My mother has been in a nursing home for eleven months, with no chance of her coming out. She recently told me to put her bungalow on the market. As I have Power of Attorney, can I legally go ahead and sell it?
A. This, as I’m sure you appreciate, is quite a complex question which really needs to be addressed to your solicitor.
That said however, my understanding of the guiding principles is basically this: Powers of Attorney (PoA’s) can be either general or specific. In other words, they can either delegate all powers to the chosen individual, or they can specify particular powers. Similarly, some PoA’s are effectively open-ended in terms of their shelf-life, while others only remain in force for a set period of time.
The net result of this is that as long as your PoA has been validly executed as a deed, is still in force, and is not specifically limited to another issue or issues, then there is no reason why you cannot legally sell your mothers property.

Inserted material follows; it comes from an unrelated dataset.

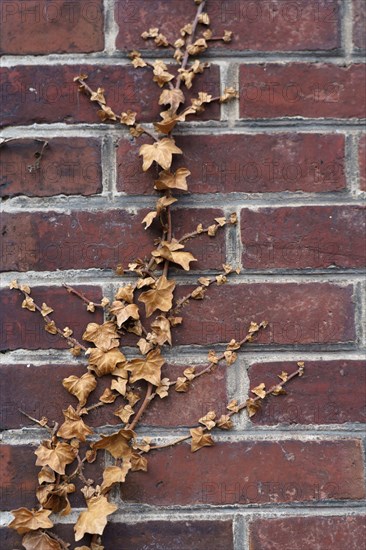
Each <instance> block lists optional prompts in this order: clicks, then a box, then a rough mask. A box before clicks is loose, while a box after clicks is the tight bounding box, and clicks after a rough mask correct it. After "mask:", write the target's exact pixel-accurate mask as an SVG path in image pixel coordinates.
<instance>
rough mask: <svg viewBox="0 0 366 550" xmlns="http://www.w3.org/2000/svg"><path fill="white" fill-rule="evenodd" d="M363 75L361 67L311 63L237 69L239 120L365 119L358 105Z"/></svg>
mask: <svg viewBox="0 0 366 550" xmlns="http://www.w3.org/2000/svg"><path fill="white" fill-rule="evenodd" d="M365 79H366V71H365V66H364V65H362V64H360V63H359V64H354V65H349V66H347V67H340V66H337V65H327V64H315V63H287V64H284V65H279V64H275V63H266V64H263V65H241V67H240V116H241V117H242V118H250V119H261V118H277V117H296V116H301V117H305V118H341V119H342V118H357V117H360V118H362V117H365V113H366V108H365V106H364V103H363V102H362V101H360V97H361V96H363V90H364V89H365V85H366V82H365Z"/></svg>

When you come to do so, the solicitor you instruct to act for you in the sale will need to have sight either of the original PoA or a certified copy, in order to prepare the contract documentation correctly. You will then be required to sign all paperwork in relation to the house sale as Attorney for your mother.
Of course, you already have your mother’s agreement to the sale, which is as it should be. However, PoA’s are often granted because the individual concerned is not deemed to be capable of making their own rational decisions. In such cases, it may be necessary to apply to the Court of Protection.
Finally, one further point I think worth mentioning on the general subject of PoA’s – although I’m sure it doesn’t apply in your case - is that the appointed attorney must, of course, always act in the best interests of the appointee. If not, then he or she can be sued for breach of trust.